I don't know how you could work for Sprint and not know that the network operations have been completely contracted out to Sony/Ericcson. A lot of prior Sprint employees are now Sony/Ericcson employees now. And they started 2009 with an 8000 employee layoff and they just announced another 2500-3500. Here is some local coverage.

My cheap tools analogy is about the product Sprint sells, not how many Nortel switches they purchased. Sprint's network is terrible. I only have one friend that still works for Sprint (but six that once did) and they always complained about their service. They didn't have to pay for it (hmmm, another example of giving your product away), but their devices wouldn't even get a signal at the CAMPUS. I have been in the campus with both T-Mobile and Verizon phones and never had a problem. Don't try to sell a cheaper tool (service), make your product better and charge a good price for it.
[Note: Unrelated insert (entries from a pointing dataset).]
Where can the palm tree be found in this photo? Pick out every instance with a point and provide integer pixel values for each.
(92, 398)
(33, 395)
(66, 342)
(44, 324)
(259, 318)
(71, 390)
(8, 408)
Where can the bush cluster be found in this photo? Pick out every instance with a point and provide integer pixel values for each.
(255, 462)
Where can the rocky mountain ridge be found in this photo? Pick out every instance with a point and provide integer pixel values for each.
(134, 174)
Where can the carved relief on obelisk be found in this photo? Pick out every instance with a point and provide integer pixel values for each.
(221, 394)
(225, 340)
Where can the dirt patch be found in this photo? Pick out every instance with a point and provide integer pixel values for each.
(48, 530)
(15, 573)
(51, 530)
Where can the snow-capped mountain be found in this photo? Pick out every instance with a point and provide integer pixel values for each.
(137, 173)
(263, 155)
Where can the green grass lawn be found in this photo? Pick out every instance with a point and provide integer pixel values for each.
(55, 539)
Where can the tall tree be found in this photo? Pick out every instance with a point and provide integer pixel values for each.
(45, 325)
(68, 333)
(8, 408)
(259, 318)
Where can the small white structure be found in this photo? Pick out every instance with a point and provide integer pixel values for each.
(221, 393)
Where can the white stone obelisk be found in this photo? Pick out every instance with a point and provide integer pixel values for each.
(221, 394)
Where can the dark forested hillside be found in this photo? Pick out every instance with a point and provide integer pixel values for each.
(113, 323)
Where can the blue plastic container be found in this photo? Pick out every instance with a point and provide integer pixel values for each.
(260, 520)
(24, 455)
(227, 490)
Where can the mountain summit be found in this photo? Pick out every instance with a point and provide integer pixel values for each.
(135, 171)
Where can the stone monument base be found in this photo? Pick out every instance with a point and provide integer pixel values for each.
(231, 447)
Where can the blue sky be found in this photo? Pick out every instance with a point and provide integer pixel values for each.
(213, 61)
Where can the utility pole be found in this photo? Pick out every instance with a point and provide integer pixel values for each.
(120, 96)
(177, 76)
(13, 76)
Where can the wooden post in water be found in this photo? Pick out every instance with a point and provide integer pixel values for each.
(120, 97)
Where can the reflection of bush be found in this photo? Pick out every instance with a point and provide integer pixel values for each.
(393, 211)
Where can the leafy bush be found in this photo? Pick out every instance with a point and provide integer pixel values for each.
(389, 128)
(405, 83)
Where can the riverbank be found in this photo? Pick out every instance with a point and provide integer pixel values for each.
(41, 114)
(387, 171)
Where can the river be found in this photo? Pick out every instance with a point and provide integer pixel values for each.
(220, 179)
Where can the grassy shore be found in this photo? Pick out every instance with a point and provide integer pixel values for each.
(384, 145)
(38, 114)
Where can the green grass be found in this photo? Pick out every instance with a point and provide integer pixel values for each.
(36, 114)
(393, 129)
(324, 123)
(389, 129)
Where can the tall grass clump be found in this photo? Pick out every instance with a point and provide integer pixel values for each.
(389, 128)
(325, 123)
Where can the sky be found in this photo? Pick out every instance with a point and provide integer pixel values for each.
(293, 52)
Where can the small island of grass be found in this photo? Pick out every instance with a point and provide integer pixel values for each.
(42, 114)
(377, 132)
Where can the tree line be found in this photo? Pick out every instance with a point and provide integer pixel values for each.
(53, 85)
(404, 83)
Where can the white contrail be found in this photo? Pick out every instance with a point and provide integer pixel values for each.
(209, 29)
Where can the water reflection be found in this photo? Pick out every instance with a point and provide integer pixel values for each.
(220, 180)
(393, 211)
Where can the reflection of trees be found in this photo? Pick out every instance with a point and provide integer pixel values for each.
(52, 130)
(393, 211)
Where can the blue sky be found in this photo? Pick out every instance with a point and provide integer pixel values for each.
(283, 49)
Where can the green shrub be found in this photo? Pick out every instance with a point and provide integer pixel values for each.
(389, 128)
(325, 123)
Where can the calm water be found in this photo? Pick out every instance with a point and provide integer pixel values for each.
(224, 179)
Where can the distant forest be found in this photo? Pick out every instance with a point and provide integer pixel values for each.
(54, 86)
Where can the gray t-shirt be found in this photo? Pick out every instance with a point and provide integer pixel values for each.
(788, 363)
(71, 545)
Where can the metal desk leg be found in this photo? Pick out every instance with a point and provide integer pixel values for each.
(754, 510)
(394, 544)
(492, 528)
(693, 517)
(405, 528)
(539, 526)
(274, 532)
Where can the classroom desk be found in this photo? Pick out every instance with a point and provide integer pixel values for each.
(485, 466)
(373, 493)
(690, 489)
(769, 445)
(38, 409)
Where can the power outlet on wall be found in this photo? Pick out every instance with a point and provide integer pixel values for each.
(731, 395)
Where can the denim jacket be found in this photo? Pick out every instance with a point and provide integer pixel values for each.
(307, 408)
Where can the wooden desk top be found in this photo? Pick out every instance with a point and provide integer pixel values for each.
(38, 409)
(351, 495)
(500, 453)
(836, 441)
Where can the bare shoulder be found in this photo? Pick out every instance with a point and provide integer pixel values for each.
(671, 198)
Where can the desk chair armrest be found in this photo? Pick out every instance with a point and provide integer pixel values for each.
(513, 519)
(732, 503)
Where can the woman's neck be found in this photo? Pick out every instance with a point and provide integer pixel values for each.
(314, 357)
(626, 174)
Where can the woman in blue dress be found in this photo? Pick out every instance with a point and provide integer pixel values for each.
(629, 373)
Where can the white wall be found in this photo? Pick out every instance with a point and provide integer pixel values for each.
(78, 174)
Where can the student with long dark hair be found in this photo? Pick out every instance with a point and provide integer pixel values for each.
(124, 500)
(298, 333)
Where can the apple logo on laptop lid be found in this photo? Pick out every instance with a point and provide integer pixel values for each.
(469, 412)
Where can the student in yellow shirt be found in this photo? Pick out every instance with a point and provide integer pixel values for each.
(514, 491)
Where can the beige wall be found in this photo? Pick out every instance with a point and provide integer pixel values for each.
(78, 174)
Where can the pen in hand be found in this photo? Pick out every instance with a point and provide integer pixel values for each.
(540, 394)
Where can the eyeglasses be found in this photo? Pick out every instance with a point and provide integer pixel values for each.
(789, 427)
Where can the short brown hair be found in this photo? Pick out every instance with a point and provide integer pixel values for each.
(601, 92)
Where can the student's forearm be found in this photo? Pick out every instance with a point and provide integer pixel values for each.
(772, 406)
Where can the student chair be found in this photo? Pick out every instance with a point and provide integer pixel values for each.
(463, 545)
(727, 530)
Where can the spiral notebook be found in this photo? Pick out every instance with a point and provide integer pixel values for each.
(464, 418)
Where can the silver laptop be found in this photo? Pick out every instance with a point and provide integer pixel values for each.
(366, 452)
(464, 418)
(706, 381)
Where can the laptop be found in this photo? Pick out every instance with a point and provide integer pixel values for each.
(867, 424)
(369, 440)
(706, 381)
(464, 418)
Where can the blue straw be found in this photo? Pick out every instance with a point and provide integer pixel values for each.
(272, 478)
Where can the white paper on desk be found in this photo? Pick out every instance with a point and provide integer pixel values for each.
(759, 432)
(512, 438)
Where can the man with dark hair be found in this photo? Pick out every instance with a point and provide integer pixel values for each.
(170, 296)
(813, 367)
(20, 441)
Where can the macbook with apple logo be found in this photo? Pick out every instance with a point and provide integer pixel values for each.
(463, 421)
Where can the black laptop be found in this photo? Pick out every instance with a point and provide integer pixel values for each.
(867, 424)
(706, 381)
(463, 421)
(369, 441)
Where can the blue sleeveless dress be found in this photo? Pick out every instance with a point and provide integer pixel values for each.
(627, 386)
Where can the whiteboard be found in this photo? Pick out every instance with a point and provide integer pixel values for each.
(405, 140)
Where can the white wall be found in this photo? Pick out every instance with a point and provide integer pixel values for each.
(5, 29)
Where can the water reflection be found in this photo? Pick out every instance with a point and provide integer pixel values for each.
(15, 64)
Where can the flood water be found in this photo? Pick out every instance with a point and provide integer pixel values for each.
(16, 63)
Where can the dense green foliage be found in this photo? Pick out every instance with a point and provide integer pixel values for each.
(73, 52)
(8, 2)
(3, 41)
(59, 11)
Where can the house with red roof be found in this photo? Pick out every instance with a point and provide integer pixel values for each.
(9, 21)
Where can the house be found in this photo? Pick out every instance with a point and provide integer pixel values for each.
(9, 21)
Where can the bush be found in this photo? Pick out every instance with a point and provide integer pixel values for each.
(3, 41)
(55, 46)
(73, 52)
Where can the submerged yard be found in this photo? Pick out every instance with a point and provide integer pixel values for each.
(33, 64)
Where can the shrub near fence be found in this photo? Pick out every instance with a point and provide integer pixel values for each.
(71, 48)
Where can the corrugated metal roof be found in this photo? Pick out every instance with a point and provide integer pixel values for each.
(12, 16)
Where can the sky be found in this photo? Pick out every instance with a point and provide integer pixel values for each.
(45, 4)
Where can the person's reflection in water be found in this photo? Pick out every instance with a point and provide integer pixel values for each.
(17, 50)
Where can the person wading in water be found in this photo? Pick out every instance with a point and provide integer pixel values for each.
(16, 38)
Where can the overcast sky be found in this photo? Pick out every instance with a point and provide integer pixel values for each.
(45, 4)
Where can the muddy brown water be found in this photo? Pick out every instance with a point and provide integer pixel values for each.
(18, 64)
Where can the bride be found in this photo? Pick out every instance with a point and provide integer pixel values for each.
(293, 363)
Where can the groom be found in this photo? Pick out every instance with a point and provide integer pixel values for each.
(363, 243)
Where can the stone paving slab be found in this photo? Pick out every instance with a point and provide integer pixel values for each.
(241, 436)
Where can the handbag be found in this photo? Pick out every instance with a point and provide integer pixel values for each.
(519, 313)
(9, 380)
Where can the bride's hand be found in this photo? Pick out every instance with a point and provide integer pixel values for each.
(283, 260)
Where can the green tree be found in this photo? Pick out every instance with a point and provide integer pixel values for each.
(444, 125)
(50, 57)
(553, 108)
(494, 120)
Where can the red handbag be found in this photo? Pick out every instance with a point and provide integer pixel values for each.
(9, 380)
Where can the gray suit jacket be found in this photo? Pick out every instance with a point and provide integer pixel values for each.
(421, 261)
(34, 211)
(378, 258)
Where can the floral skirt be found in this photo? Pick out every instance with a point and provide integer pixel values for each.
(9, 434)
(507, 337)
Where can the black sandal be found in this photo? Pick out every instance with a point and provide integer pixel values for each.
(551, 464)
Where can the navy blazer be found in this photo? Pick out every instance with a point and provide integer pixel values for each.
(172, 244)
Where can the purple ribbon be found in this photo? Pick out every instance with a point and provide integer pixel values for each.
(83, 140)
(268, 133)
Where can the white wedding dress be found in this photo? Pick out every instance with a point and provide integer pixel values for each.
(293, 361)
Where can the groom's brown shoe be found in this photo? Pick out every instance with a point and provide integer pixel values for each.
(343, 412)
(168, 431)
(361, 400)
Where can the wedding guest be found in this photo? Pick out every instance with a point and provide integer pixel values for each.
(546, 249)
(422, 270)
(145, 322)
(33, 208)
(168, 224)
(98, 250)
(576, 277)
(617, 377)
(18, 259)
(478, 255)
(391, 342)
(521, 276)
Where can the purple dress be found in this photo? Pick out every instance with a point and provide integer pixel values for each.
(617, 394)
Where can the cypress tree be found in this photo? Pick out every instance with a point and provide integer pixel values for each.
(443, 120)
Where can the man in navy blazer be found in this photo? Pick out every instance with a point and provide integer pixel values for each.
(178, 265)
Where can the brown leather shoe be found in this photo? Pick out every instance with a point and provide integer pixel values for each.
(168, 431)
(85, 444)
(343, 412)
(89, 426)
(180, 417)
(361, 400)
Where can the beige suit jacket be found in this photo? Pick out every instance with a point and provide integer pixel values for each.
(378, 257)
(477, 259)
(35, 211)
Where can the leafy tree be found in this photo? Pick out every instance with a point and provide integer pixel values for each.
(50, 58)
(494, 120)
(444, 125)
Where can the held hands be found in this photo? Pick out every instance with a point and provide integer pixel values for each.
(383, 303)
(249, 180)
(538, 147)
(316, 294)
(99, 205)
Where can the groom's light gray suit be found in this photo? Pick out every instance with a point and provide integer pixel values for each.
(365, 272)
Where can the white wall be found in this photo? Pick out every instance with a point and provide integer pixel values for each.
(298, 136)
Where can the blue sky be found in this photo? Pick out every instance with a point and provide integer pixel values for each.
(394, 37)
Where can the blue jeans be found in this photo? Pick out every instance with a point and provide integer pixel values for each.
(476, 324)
Your investors will thank you. Thankfully, I haven't been one for a while.
And the big investments? WIMAXX and the Pre. Yeah, good luck with those. I think that almost any consumer would prefer a 3mb/s connection that always works and at full speed than an 11mb/s that doesn't. I really don't see the need for 4G right now since providers have instituted caps at 5GB per month. The real problem with wireless is lag, which is instrinsic to wireless.
Really, the only sad thing is that the Kansas City metro area is going to lose more jobs. I wonder what will happen to the campus after Sprint is bought up by US Cellular or someone else. What will they do with all that space. When they first built it I thought that it looked like a prison. Do you think the Overland Park government would mind putting bars on the windows?

RE: Sprint?
By Alexstarfire on 11/21/2009 1:33:32 PM , Rating: 2
Well, considering that Clear is using Sprint for it's internet service, through the WiMax, I don't think they will be in jeopardy for much longer. Clear is supposed to open up in 80 or so new markets next year. Hell, they already cover all of Atlanta and have a great price for it to boot, with unlimited data BTW. No caps. I say that if Clear takes off, and there is no reason I see it not happening, that Sprint should be doing a lot better soon.